Australian cook and television personality

Ashley Pollard (born 1986) is an Australian cook, author, television and radio personality who came to public attention when she appeared on reality cooking show My Kitchen Rules in 2015.

== Early life and education ==

Pollard describes her childhood as "privileged". She grew up on the Gold Coast, where she attended All Saints Anglican School, graduating in 2003. She also attended Paradise Performers, a dance school based on the Gold Coast, all throughout her childhood until she was in grade 11.

She then studied and graduated from the Actors Centre Australia in 2008. She subsequently worked in event management.

== Career ==
Pollard first appeared on the 2015 season of My Kitchen Rules where she and her cooking partner, Camilla Counsel, finished fourth.
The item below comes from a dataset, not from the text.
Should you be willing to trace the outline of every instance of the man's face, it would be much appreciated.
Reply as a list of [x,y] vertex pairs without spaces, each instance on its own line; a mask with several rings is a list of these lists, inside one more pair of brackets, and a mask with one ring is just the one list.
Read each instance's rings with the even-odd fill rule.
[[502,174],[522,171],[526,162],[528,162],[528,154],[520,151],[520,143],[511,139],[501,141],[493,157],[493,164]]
They were introduced as "Melbourne socialites".

In 2015, Pollard appeared on Dancing with the Stars where she and her dance partner finished third.

She has also worked with Channel 7's website, Yahoo7 Be, presenting videos of various recipes. In late July 2017, she began writing 12 weekly blogs for Yahoo7 Be, sharing advice on how to deal with life's trickiest situations, everything from job interviews, to dealing with an ex.

Pollard appeared in the 2017 season of I'm a Celebrity...Get Me Out of Here!. Her nominated charity was Beyond Blue. She stated she chose this charity because her mother's brother committed suicide. She was evicted on 7 March 2017, after lasting 40 days in camp and finishing in seventh place.

Pollard was a regular guest host on 2GB radio show, Nights with Steve Price, which she began in April 2017. Her segment with Price was called "Thursday Food with Ash Pollard", and she and Price spend each Thursday discussing cooking tips and all things food related. She finished this role in December that year.

Pollard released her first e-book on 9 July 2017, a cookbook entitled Eat Me, which she describes as a compilation of her go-to recipes at home.

In December 2017, it was announced that Pollard would be relocating to the Central Coast, NSW to join Sea FM for breakfast radio alongside Daniel Gawned. She began this role on 22 January 2018. Their show runs 5am-9am on weekdays.

In 2023, Pollard competed in the second series of The Traitors and was chosen as a Traitor. However, she was banished by her fellow competitors and was eliminated in the third episode.

== Personal life ==
Pollard has misophonia (selective sound sensitivity syndrome). She fosters animals, especially dogs, through the RSPCA.